Programs offered free of charge
by Susan Mikula Campbell
Two Youngstown women plan to take their love of village history and give it a seasonal twist with "Youngstown Hauntings, Ghosts, Graveyards and Murders" on Oct. 11.
Gretchen Duling and Karen Noonan, both members of the Youngstown Heritage Tours and Tourism Committee and the Town of Porter Historical Society, plan to meet visitors at 6 p.m. at the Falkner Park kiosk off Main Street. As they walk past historic houses on Main Street, Duling plans to tell spirit-ful tales of former residents as gleaned from current Youngstonians and, when they reach the old Universal Cemetery behind First Presbyterian Church, Noonan will talk about families and veterans buried there through the years.
Duling has been pulling together ghostly tales from fellow residents for many years. "It's literally based on people telling us about it," she said. She may also add some stories she's written and her own paranormal experiences.
Noonan is looking forward to telling about the 19th century, 50-year-old gentleman buried in the cemetery whose wife was indicted for murder by a coroner's jury and a grand jury -- 12 years after his death. Was she guilty, or a victim of rumor, gossip and innuendo?
Neighbors and friends, Noonan said she and Duling are just local people interested in local history. "We've started calling ourselves 'the history detectives,' " she said.
The October hauntings walk is a brand-new creation this year for the Youngstown Heritage Tours and Tourism Committee, Noonan said. Regular historical walking tours in the village have been underway for several years. This year, they offered Main Street tours, a waterfront tour and an Underground Railroad tour.
"This (Oct. 11) will be our last one of the season," Noonan said.
"We will be offering these again next year, June to October, with a tour a month, which covers a different topic of the village's history," Duling said. "We do have so many different stories to tell."
The October walk won't be elaborate. Just the two friends telling tales.
"We'd love volunteers to help next year.
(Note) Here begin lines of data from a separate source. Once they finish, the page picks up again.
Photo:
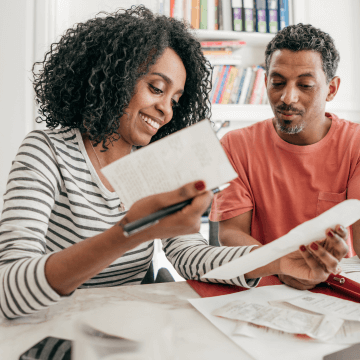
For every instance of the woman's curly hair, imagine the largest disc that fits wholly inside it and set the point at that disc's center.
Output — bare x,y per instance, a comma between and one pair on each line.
306,37
88,78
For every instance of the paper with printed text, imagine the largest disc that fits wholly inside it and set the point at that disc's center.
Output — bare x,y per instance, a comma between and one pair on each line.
191,154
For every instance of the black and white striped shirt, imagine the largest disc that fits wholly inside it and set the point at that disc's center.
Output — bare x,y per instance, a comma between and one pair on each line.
54,199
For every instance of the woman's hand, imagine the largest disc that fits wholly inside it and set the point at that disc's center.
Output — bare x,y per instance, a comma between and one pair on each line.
307,267
185,221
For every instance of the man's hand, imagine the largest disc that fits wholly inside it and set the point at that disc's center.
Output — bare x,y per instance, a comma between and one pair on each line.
309,266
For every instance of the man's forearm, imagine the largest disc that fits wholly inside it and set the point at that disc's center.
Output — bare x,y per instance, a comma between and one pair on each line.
235,237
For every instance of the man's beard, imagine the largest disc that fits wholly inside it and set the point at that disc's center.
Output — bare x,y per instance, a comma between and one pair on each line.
290,130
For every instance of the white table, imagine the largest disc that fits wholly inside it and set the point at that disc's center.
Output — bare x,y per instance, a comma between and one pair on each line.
195,337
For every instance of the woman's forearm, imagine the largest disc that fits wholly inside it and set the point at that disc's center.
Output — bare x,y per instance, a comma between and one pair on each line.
68,269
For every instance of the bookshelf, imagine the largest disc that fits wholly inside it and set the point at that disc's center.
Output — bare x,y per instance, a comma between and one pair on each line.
252,53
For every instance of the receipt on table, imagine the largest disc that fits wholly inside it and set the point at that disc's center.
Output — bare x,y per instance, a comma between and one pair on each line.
345,213
191,154
326,305
319,327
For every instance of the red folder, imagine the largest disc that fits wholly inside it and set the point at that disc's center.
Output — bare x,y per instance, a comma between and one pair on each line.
335,285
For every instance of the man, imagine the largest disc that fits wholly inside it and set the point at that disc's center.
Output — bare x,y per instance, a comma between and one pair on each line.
300,163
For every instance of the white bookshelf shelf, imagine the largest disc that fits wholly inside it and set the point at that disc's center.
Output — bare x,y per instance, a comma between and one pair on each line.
241,112
252,39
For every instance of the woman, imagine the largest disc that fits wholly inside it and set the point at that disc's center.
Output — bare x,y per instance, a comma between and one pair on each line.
112,84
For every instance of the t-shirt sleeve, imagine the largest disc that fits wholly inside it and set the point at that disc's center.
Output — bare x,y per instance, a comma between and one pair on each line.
236,199
29,198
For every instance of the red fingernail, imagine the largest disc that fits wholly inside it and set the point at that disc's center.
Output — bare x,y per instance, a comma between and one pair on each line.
200,185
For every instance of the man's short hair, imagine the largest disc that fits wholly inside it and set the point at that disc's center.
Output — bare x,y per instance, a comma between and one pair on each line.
306,37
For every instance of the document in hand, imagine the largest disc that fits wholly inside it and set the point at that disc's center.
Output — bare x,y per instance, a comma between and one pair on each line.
345,213
191,154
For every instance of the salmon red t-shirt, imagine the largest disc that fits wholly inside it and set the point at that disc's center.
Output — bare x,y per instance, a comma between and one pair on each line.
285,184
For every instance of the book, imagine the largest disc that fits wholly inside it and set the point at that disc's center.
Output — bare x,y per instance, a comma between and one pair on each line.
227,15
238,94
256,90
237,20
220,17
251,85
235,89
211,15
218,83
203,14
229,85
283,9
216,15
222,83
249,15
214,79
195,14
187,10
272,16
223,44
261,24
246,83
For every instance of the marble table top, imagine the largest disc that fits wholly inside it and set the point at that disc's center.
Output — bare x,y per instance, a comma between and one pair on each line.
195,337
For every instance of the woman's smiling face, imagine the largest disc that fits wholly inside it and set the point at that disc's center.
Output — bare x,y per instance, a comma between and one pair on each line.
156,95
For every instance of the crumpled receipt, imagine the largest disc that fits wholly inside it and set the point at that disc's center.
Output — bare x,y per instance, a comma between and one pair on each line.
319,327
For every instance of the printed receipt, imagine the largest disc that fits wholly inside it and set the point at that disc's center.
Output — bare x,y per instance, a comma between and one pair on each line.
191,154
318,327
326,305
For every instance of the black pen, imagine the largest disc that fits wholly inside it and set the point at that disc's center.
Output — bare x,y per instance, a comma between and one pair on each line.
152,219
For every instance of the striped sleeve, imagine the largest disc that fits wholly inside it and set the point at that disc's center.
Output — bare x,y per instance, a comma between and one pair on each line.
192,257
28,200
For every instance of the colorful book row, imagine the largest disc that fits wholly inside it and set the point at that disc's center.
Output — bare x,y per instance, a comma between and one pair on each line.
237,85
264,16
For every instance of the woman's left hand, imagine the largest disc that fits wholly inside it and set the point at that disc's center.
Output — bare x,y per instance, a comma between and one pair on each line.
312,264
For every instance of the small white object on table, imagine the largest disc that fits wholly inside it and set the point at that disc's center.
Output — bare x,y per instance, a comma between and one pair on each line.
195,337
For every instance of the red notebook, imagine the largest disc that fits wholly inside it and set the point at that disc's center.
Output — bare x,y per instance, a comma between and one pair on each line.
338,286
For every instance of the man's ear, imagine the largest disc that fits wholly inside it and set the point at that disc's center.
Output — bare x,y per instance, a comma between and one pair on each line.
333,88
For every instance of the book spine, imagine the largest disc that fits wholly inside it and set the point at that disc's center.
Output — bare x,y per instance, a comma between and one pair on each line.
228,88
243,75
235,88
261,23
249,16
237,15
218,83
223,81
272,16
251,85
257,86
246,84
211,15
227,16
216,25
203,14
214,80
195,14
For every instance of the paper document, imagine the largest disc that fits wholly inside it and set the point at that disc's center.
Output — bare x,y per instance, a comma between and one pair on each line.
295,322
191,154
327,305
345,213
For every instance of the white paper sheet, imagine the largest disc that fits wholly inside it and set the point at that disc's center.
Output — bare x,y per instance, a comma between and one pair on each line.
316,326
327,305
191,154
264,349
345,213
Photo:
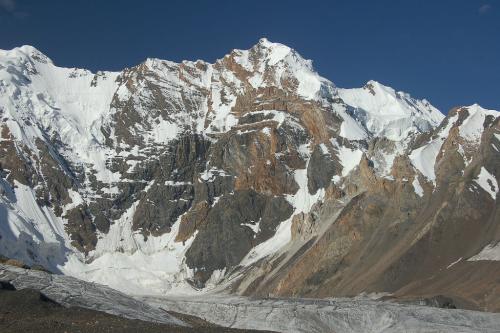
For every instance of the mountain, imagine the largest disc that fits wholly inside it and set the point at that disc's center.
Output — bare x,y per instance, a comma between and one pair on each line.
253,175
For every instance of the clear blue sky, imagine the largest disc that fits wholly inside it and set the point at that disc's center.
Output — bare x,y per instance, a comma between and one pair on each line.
447,51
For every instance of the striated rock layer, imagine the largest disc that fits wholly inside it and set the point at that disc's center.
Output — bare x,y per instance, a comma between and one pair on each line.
252,174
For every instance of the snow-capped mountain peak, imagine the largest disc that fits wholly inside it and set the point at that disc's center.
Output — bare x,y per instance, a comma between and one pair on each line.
388,113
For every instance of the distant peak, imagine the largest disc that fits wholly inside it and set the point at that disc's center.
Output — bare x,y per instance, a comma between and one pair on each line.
478,108
29,51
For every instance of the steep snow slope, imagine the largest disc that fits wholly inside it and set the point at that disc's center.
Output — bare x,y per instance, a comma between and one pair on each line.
385,112
112,135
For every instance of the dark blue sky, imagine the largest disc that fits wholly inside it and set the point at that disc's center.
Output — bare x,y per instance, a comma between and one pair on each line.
447,51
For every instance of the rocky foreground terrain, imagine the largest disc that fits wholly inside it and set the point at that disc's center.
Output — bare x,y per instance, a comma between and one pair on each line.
252,175
36,301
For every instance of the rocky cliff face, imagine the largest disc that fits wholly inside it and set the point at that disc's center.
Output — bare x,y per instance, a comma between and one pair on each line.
253,173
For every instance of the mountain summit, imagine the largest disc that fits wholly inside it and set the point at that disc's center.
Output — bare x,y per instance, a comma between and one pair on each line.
252,174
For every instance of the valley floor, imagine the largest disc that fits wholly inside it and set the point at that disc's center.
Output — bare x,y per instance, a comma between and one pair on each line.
328,315
36,301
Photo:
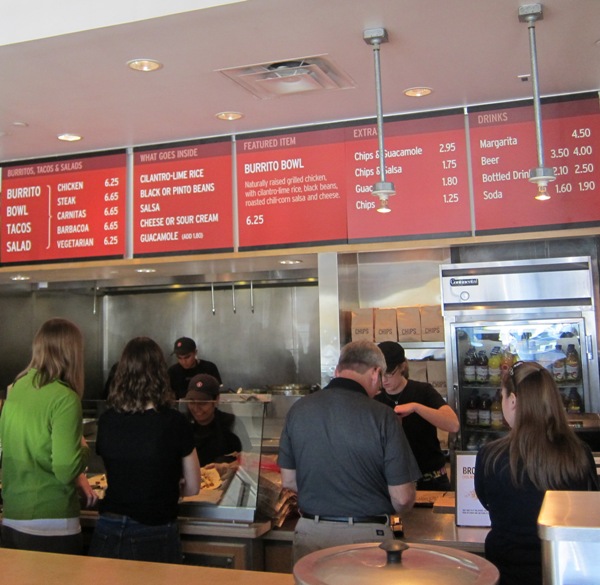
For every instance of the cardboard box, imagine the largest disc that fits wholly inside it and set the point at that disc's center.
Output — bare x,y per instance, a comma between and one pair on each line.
409,323
362,325
417,370
386,328
432,323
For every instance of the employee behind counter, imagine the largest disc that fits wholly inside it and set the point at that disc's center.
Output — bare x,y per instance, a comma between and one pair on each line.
188,365
219,437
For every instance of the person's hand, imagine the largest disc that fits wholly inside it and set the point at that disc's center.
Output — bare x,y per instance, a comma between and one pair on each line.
87,494
405,409
222,468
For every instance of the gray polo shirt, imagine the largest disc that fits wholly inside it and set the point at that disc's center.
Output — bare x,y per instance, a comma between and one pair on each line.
346,449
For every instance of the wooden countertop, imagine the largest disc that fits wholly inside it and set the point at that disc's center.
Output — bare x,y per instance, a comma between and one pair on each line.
25,567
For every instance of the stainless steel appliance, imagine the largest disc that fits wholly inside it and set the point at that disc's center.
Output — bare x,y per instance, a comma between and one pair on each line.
497,313
393,562
569,528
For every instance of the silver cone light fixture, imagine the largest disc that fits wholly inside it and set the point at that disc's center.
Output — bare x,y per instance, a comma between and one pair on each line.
541,175
382,189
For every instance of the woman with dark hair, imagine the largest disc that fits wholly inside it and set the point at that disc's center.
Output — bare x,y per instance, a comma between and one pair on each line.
541,452
43,450
148,451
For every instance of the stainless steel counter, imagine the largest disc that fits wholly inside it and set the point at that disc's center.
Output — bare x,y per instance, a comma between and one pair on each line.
422,526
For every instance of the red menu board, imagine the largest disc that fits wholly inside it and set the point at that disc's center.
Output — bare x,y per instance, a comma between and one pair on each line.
182,199
426,160
503,146
291,189
64,209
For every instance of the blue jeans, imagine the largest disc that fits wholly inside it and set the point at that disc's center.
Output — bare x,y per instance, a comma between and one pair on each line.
120,537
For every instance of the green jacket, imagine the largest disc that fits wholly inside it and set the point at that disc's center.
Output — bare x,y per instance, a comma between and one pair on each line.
40,437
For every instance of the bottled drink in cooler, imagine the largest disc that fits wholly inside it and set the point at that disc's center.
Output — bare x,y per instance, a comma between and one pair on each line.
572,365
481,368
494,370
559,365
484,413
469,365
506,361
575,404
496,416
472,412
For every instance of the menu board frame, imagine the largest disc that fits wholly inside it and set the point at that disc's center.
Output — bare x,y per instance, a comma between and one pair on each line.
197,182
283,137
530,188
115,203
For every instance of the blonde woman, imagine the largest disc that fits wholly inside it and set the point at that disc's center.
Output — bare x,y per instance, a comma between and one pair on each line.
44,454
541,452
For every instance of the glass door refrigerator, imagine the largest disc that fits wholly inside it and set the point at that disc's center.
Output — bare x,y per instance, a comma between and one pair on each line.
496,314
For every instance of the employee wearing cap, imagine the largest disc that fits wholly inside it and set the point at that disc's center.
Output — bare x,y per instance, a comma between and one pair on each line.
188,365
216,441
423,411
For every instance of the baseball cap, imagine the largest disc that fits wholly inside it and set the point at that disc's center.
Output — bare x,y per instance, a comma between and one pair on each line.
393,353
184,345
202,387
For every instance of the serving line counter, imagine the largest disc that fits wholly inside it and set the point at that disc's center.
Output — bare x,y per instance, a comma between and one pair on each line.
25,567
259,547
424,525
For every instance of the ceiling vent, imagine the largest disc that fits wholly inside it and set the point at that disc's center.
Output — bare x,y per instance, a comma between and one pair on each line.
270,80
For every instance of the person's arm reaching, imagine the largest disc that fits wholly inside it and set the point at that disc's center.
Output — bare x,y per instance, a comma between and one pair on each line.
190,484
288,479
402,496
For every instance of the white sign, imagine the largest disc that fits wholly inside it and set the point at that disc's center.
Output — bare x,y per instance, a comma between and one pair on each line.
469,511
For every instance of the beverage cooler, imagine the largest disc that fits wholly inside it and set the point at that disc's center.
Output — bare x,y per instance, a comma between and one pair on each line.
500,312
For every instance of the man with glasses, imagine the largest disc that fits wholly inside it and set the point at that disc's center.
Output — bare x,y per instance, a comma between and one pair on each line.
423,411
347,457
188,365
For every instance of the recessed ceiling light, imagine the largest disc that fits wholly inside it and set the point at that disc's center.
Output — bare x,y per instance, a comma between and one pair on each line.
68,137
417,91
290,262
229,116
145,65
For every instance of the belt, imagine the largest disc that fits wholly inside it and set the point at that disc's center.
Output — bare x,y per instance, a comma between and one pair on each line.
114,516
431,475
347,519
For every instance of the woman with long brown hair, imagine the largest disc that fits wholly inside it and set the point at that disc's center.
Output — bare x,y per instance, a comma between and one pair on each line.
150,458
541,452
44,453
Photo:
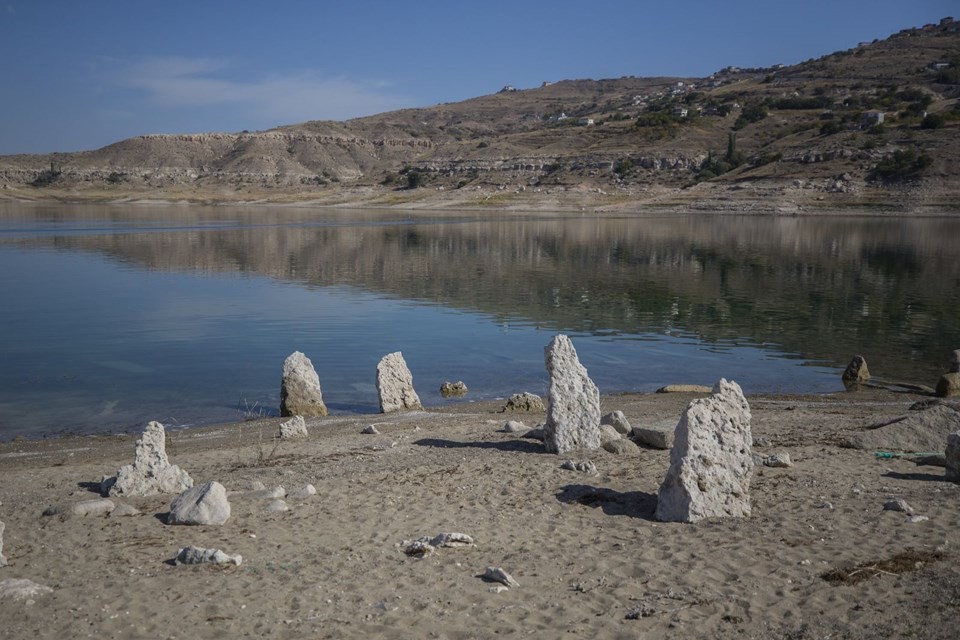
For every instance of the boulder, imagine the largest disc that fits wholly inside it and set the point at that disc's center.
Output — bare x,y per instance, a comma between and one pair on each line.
395,384
202,505
151,472
196,555
618,421
656,436
453,389
525,401
952,457
920,431
300,393
856,372
711,462
296,427
573,401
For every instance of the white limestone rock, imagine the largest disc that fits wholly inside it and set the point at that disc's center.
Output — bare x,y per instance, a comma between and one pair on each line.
573,401
296,427
711,462
300,393
151,472
206,504
395,384
618,421
197,555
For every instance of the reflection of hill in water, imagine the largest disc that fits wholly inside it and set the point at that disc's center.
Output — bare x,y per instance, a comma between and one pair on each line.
822,288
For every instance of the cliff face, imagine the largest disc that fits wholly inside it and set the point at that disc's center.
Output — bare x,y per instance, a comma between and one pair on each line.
782,138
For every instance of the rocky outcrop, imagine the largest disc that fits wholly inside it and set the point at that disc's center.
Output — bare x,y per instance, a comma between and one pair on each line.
573,401
711,463
395,384
300,393
151,472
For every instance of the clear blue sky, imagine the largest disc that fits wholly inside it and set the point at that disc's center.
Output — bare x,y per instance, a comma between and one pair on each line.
80,74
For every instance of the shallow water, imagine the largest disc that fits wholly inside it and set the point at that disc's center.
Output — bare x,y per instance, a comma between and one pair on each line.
114,315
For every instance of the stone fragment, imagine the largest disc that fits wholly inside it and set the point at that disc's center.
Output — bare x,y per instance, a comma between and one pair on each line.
296,427
948,385
453,389
621,446
395,384
898,505
711,463
618,421
22,589
573,401
496,574
300,393
856,372
206,504
657,436
151,472
196,555
514,426
98,507
684,388
300,493
586,466
525,401
952,457
276,506
778,460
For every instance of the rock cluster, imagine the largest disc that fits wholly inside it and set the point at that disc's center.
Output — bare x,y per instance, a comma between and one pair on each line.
711,463
202,505
573,401
151,472
300,393
395,384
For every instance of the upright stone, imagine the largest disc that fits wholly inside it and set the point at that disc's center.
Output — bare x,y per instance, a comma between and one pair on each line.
573,401
856,372
952,456
300,388
395,384
711,461
151,472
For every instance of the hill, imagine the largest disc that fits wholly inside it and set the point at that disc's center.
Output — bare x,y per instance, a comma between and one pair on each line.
876,126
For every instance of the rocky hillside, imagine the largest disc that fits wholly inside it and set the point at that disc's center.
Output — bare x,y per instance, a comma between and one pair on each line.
875,126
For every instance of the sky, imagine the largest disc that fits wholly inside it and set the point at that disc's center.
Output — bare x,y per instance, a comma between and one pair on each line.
82,74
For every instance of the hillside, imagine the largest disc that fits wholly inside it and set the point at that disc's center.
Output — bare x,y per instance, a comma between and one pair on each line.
875,126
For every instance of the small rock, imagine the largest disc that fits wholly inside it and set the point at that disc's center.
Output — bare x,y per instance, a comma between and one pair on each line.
300,493
496,574
524,402
618,421
203,505
586,466
778,460
196,555
296,427
276,506
898,505
99,507
514,426
453,389
22,589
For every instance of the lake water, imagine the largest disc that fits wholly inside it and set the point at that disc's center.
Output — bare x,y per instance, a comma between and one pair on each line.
112,316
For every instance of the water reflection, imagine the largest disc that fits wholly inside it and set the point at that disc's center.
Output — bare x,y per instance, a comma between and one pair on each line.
738,289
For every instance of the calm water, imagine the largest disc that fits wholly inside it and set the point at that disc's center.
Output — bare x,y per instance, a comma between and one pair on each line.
113,316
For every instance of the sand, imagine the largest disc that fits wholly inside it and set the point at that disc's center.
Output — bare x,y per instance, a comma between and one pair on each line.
588,556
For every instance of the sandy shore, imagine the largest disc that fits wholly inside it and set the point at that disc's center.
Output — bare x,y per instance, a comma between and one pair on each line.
590,559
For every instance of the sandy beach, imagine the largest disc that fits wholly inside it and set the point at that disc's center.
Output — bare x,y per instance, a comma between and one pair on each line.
818,558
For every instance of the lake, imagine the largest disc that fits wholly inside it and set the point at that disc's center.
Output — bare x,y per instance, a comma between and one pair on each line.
115,315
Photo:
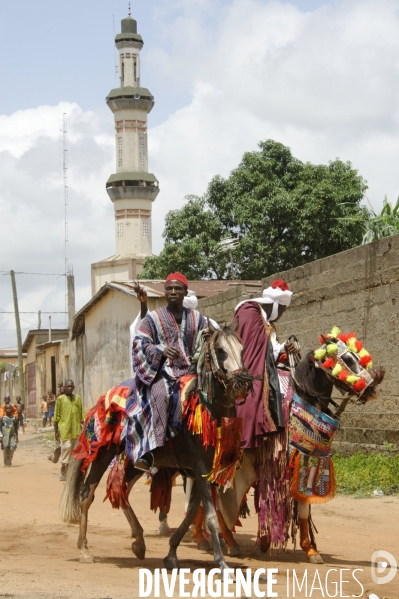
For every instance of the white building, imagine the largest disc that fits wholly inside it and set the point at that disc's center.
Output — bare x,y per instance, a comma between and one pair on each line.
132,189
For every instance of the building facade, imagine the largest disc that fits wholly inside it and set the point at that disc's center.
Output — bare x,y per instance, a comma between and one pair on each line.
131,188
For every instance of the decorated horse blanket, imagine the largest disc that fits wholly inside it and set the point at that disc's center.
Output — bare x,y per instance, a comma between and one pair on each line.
311,433
103,424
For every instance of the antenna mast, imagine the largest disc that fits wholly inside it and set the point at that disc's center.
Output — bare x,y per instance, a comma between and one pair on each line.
65,179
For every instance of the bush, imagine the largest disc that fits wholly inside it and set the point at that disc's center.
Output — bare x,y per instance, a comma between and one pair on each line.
364,473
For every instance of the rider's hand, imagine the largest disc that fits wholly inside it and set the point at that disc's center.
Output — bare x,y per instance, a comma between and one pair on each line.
290,348
171,352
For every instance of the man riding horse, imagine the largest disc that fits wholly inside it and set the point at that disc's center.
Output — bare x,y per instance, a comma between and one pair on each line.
162,351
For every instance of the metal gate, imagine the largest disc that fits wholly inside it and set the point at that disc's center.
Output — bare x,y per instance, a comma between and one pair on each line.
32,410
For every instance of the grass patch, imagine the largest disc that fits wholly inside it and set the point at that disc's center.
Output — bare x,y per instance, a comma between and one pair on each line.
363,473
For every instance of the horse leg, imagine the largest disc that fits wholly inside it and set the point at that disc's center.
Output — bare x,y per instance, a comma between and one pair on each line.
171,561
233,547
163,529
312,554
198,531
138,546
210,512
97,469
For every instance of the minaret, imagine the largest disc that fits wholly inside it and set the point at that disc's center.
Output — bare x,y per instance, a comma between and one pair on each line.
132,189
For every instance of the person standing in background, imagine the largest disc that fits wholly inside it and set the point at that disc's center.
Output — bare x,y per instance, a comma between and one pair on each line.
68,418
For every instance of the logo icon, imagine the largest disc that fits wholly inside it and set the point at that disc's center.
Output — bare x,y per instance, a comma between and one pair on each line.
383,561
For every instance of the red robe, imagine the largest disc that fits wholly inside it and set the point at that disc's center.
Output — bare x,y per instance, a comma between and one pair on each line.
262,410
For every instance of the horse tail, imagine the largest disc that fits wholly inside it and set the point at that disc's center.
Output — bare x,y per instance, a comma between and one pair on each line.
70,498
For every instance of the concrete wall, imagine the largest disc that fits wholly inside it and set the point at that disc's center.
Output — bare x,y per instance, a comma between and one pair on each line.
356,290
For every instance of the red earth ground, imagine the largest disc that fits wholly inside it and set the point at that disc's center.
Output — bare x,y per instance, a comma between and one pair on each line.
39,558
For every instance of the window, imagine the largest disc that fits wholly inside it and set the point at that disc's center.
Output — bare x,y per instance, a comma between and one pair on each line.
142,149
146,228
120,154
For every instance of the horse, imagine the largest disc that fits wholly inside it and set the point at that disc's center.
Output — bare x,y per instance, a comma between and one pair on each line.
313,384
211,393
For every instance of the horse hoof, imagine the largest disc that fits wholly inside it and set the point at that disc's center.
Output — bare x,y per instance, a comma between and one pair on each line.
204,546
164,529
86,558
315,558
138,550
234,551
171,563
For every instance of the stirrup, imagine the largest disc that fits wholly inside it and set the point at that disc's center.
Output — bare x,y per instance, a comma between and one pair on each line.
145,463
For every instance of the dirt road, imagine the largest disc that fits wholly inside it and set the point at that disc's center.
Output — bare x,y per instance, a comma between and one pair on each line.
39,558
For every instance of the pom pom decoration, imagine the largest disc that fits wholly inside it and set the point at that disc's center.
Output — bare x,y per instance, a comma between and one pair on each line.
365,361
336,370
359,345
319,354
359,385
343,337
332,348
329,363
351,343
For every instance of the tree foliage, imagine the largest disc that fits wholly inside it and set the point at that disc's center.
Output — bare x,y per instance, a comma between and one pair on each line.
384,224
281,212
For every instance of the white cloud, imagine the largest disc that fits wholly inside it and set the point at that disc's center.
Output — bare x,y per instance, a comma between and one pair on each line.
324,82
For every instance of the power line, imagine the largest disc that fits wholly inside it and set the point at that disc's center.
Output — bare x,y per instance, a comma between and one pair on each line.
44,274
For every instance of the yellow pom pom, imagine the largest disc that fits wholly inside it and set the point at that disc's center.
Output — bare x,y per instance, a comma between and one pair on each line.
319,354
336,370
351,344
332,348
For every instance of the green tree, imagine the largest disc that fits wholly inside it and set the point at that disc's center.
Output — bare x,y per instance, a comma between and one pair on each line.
281,212
384,224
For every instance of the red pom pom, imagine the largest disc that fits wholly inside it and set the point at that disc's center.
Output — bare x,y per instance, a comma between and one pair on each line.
343,337
329,363
359,385
365,360
359,345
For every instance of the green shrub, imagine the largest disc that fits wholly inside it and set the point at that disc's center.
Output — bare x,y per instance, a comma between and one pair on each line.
364,473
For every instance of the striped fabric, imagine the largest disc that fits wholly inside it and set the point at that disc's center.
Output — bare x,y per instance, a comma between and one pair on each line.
154,405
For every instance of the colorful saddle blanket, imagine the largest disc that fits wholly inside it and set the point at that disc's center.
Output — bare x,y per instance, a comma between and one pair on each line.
103,424
311,434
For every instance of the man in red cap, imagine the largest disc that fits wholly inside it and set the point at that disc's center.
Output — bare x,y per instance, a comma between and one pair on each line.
162,351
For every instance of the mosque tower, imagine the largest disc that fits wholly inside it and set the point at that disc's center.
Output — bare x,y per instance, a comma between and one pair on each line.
132,189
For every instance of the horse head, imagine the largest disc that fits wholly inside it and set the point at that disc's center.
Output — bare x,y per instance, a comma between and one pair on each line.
340,362
224,352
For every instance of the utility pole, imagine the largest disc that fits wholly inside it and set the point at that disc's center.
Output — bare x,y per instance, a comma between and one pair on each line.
19,338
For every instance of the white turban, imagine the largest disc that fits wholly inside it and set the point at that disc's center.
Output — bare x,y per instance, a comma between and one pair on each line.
191,300
273,296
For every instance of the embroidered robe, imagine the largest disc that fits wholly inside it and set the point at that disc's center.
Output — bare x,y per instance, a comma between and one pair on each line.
153,406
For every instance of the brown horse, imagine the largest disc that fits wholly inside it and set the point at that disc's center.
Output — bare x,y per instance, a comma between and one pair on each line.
219,368
313,384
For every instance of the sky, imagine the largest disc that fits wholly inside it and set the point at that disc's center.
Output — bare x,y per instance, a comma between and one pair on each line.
319,76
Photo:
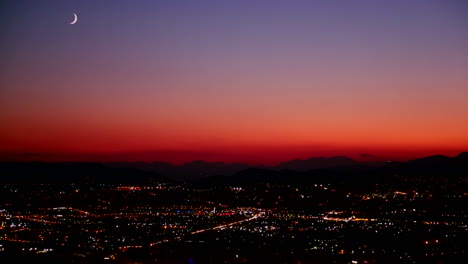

We have costumes; we just need people who are interested in playacting," Duling said.
Walking tours aren't the only creation for the village that is proud of its history.
Last Dec. 19, on the 200th anniversary of the War of 1812's burning of Youngstown and capture of Fort Niagara, an all-day history program was held for more than 600 school children.
Duling and Noonan have also modified the adult walking tour for a fourth-grade local history tour.
The Youngstown residents also had a part in creating the book, "From the Mouth of the Lower Niagara River," released in 2011. It was a historical collaboration on the history of life along the Niagara River by the villages of Youngstown and Lewiston on this side and Queenston and Niagara on the Lake in Canada.
The new kiosk in Falkner Park offers points of interest in the village for a self-guided walking tour. Soon to be added to the kiosk is a second panel, offering information such as locations of restaurants, restrooms and places for medical assistance.
"We feel we haven't been tourist-friendly. We're working to change that," Duling said.
Reservations are required for this month's walk, and flat shoes and flashlights are recommended for walking in the cemetery. In case of rain, a modified version of the tour will be offered indoors after meeting at the kiosk. The walk is not recommended for children under 10 years old.
These programs are offered free of charge by the Youngstown Heritage Tours and Tourism Committee. Donations are accepted and afterward, participants are encouraged to visit local restaurants and business establishments, Duling said.